En droit le SRM sera mis en application le 1er Janvier 2016 une fois le SRF définitivement établi et s’appliquera aux Etats membres participant déjà au SSM sous supervision de la BCE. Le SRM pourra donc envisager une large palette « d’instruments de sauvetage » dont le désormais connu « Bail-Out » signifiant in concreto le renflouement par une aide allant jusqu’à 1% des dépôts des établissements bancaires de l’Eurozone (approx 55 Mds€), intermédiation censée alléger le poids de la dette des Etat émettant des obligations pour sauver ces mêmes banques mais qui s’avèrera vain vu le montant ridicule des fonds alloués au SRF !

Au final cette augmentation de la puissance de la BCE rentre en conjonction avec l’affaiblissement des souverainetés nationales et l’accélération des tensions entre les USA et la Russie.

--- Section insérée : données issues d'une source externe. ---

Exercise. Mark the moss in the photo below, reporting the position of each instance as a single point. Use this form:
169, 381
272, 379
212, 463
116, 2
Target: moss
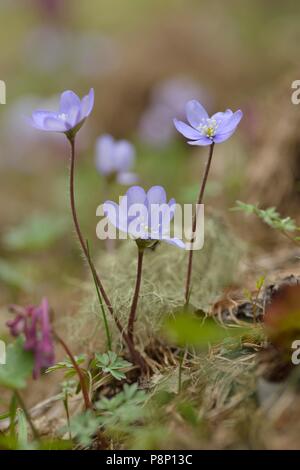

Le SSM reste un moyen de plus du contrôle de la zone Euro à l’encontre de la sphère russe ou plutôt de la nouvelle alliance russo-chinoise, l’idée étant qu’il n’y ait non seulement plus aucun Etat membre mais aussi plus aucune banque européenne qui ne puisse s’intégrer dans cette nouvelle zone de trading des BRICS, zone établissant un nouveau paradigme conjuguant une finance contenue, une réappréciation de l’économie réelle comme source de développement et surtout le poids de l’Etat national et des souverainetés dans la maitrise des flux de capitaux et de travailleurs.

Récemment, en mars 2014, Xi Jinping, président de la République Populaire de Chine a visité l’Allemagne et a offert à Angela Merkel la participation de son pays à cette Nouvelle Route de la Soie (« the New Silk Road »), une nouvelle zone commerciale allant du Rhin à Shanghai en passant par la Russie, les Etats de la CEI d’Asie Centrale et les parties nord-ouest et centrales de la Chine soit un potentiel incroyable pour l’Allemagne et a fortiori pour l’UE: si l’Allemagne accepte, le reste des Etats membres pourra suivre une voie différente, certainement plus sereine et profitable que celle faite de menaces et de sanctions pavée par la Maison Blanche.

De toute cette situation, Washington en est pleinement averti : ils feront donc tout pour déstabiliser l’UE et justifier une intervention américaine via l’OTAN, une surveillance accrue par la CIA et la NSA et des budgets décuplés pour le complexe militaro industriel. SSM, SRM et SRF sont seulement des moyens de déstabilisation asservissant les Etats membres à la politique extérieure des USA et la seule façon d’échapper à la subordination au dollar est de revenir soit aux monnaies nationales soit à une monnaie commune (je renvoie aux travaux de Jacques Sapir et Frédéric Lordon sur ces points).